PUZZLERIA! SLICES: OVER e6 + pi2 SERVED

Welcome to our April 29th edition of Joseph Young’s Puzzleria! This edition marks the end of our second year of original nutty and knotty puzzletry. Next Friday we shall begin our third year of Puzzleria!

We’re serving up six piping-fresh puzzles this week, including three of the “Riffing/Ripping Off Shortz” variety – an Hors d’Oeuvre, Appetizer and Slice. 

Also on our menus this week are a “novel” Morsel, a “doggonerel” Slice, and a mix ‘n’ match Dessert.

So, Think Good, It’s Friday TGIF). And, as always, enjoy:

Hors d’Oeuvre Menu

Ripping Off Shortz Hors d’Oeuvre:
The answer is not (W)Al Green

Will Shortz’s NPR Weekend Edition Sunday puzzle this past week reads:

Name a famous singer – first and last names. The last four letters of the first name spelled backward plus the first four letters of the last name spelled forward – read together, in order – name a section of products in a drugstore. What is it?

Here is our Puzzlerian!
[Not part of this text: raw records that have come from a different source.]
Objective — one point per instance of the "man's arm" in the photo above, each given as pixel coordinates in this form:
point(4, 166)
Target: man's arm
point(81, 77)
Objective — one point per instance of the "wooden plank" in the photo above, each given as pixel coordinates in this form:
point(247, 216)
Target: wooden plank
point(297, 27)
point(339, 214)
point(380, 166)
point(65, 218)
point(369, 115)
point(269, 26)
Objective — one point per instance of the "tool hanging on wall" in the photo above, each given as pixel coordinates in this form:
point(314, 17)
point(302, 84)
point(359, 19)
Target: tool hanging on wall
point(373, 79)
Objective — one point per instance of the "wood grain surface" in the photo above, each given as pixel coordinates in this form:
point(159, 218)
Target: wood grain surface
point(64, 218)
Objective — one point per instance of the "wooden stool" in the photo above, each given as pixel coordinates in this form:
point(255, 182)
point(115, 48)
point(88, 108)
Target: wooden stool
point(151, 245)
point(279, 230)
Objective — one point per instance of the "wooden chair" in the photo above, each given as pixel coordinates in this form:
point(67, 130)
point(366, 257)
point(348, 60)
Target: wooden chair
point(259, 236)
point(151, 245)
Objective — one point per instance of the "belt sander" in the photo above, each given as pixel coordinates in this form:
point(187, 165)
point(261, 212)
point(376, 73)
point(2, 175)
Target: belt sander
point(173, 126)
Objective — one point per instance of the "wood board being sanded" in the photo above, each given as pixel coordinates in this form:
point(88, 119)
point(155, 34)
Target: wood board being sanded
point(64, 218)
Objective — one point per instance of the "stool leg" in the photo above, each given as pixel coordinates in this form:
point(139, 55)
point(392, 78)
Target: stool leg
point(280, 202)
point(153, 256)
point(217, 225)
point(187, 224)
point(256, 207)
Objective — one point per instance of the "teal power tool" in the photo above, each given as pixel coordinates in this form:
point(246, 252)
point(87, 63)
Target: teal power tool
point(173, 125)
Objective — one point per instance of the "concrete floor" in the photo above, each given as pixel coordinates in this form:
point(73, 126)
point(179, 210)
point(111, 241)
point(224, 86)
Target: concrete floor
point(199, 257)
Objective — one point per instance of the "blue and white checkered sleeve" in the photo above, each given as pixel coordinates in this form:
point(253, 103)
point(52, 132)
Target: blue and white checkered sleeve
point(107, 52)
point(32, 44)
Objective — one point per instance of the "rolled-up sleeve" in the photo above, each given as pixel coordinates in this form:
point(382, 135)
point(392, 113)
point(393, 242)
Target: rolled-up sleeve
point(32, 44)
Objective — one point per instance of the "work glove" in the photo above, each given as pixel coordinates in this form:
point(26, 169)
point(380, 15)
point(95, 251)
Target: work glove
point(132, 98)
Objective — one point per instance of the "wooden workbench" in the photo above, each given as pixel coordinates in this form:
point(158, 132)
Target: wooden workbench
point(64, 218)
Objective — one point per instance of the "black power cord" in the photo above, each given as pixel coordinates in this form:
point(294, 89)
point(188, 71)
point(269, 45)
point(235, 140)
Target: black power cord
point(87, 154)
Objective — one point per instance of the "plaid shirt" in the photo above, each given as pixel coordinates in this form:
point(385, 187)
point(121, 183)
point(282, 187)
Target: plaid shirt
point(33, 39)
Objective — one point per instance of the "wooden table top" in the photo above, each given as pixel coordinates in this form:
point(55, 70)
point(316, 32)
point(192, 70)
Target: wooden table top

Ripping Off Shortz Hors d’Oeuvre:


Name a famous singer – first and last names. Take all but the second letter of the first name and spell the result backward. Place this in front of the first four letters of the last name spelled forward. Read the result in order to name a section of products in a drugstore.



What is this section? Who is the singer?



Morsel Menu

Minkskin Morsel:
Eddie Cantor lives!

Background and plot outline for a novel:
1941, Minsk, Belorussia: The German Army occupies the city. The Nazis round up thousands of Jewish refugees, executing the majority and imprisoning the rest in a ghetto erected on the outskirts of Minsk.

Within the ghetto, a Jewish resistance movement arises with help from the Communist underground. As the Holocaust and World War II wear on, the resistance succeeds in enabling approximately 10,000 Jews to escape from the ghetto to surrounding forests.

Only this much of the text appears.